KAPAK – İsraf İflâs’a İnfak İhsan’a Yoldur

İsraf, beşeriyet tarihi kadar uzun bir olgudur. Birçok medeniyet, israf içinde yok olup gitmişlerdir. Aslında onlar tüketirken sanki tükenmişlerdir. İsraf, Seyyid Şerif Cürcani’ye göre şöyledir: “Bir şeyi ihtiyaç duyulan miktarın dışında gereğinden fazla sarf etmektir. Eğer bir şey gereksiz yere sarf edilirse buna tebzir denir.”
İsrafın hayatımızda olmasının birçok sebebi vardır. Taklit ve özenti, fantezilerin ihtiyaç haline gelmesi, bencillik ve sefâhet, dünyevileşme gibi nedenler bunlardan bazılarıdır.

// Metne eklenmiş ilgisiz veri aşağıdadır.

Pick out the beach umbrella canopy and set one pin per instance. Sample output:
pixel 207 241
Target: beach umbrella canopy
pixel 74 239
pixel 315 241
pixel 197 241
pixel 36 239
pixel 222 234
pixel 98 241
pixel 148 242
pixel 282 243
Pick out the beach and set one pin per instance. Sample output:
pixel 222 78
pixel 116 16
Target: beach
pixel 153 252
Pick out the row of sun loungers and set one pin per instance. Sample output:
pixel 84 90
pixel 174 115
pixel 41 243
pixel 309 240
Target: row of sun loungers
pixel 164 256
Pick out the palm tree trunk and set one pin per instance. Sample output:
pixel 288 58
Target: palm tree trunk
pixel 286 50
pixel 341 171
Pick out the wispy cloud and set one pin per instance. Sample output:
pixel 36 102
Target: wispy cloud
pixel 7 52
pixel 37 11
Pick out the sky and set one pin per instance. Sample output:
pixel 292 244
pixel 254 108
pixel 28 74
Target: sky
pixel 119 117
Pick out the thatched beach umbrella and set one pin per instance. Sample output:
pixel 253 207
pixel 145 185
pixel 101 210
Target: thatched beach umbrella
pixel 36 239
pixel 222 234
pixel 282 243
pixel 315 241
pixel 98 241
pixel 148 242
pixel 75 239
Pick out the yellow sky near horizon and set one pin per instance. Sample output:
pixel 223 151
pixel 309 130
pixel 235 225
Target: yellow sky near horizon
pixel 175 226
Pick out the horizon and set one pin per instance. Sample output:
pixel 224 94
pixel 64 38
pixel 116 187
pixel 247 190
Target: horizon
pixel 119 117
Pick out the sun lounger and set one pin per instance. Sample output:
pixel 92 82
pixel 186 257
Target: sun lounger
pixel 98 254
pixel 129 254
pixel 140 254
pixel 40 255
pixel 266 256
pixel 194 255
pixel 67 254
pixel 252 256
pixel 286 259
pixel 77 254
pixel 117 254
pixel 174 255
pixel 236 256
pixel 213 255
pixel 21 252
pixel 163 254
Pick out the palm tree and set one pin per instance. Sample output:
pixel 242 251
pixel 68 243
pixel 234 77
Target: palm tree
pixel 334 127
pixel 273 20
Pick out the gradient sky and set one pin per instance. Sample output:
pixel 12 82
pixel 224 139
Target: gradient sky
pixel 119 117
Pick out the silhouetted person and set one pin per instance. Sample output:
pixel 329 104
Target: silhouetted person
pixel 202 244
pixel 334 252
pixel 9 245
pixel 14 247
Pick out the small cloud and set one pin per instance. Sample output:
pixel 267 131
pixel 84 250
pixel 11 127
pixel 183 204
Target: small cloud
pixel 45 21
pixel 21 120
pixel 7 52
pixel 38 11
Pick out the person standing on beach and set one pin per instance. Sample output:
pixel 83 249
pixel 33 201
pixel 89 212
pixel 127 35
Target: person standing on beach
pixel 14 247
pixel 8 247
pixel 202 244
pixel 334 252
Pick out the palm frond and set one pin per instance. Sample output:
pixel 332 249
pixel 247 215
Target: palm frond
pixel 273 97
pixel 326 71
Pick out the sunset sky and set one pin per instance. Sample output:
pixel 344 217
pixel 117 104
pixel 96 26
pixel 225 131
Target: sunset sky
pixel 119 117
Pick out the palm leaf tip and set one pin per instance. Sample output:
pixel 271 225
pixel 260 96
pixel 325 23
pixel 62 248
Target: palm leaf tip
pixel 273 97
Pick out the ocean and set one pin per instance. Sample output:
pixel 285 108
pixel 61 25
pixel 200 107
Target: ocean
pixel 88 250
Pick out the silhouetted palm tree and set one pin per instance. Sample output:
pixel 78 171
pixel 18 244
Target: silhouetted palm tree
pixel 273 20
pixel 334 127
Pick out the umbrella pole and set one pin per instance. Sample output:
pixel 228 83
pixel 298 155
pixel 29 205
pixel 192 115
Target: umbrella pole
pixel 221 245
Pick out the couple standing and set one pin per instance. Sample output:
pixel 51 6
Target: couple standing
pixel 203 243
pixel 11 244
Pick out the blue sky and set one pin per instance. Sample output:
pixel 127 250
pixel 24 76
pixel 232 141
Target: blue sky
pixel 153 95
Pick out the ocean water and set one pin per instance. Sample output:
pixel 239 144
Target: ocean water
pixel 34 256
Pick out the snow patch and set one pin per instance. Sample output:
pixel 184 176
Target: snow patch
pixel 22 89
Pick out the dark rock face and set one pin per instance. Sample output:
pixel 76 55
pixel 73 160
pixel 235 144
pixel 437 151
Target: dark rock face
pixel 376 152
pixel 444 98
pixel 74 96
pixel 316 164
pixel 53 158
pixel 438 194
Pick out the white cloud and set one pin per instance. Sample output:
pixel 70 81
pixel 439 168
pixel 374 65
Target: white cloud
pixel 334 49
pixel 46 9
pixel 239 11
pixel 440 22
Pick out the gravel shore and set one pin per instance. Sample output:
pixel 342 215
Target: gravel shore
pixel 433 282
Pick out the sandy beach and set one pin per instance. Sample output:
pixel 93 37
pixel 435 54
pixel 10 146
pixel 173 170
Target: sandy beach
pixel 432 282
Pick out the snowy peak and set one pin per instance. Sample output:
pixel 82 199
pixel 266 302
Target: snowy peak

Dünyevileşme bir taraftan israfa giden sebeplerden biri iken bir taraftan da israfa giden sebeplere yol açan bir sebeptir diyebiliriz. İnsanın bedensel ve zihinsel güçlerinin bir sınırı vardır, beklentilerinin ve isteklerinin ise hiçbir sınırı yoktur. Dünyevileşme, insanı ihtiyacı olmayan şeylere muhtaç kılan, belki bazı eşyaların ismini duymasa hayatını sürdürecekken birtakım eşyaları öğrenmesiyle onsuz hayat sürdüremez kılan bir haslettir. Geçmiş zamanlarda olduğu gibi şimdi de inananlar, inandıkları değerlere içtenlikle bağlananlar, sonu gelmez isteklerin estirdiği fırtınadan yara almadan kurtulurlar.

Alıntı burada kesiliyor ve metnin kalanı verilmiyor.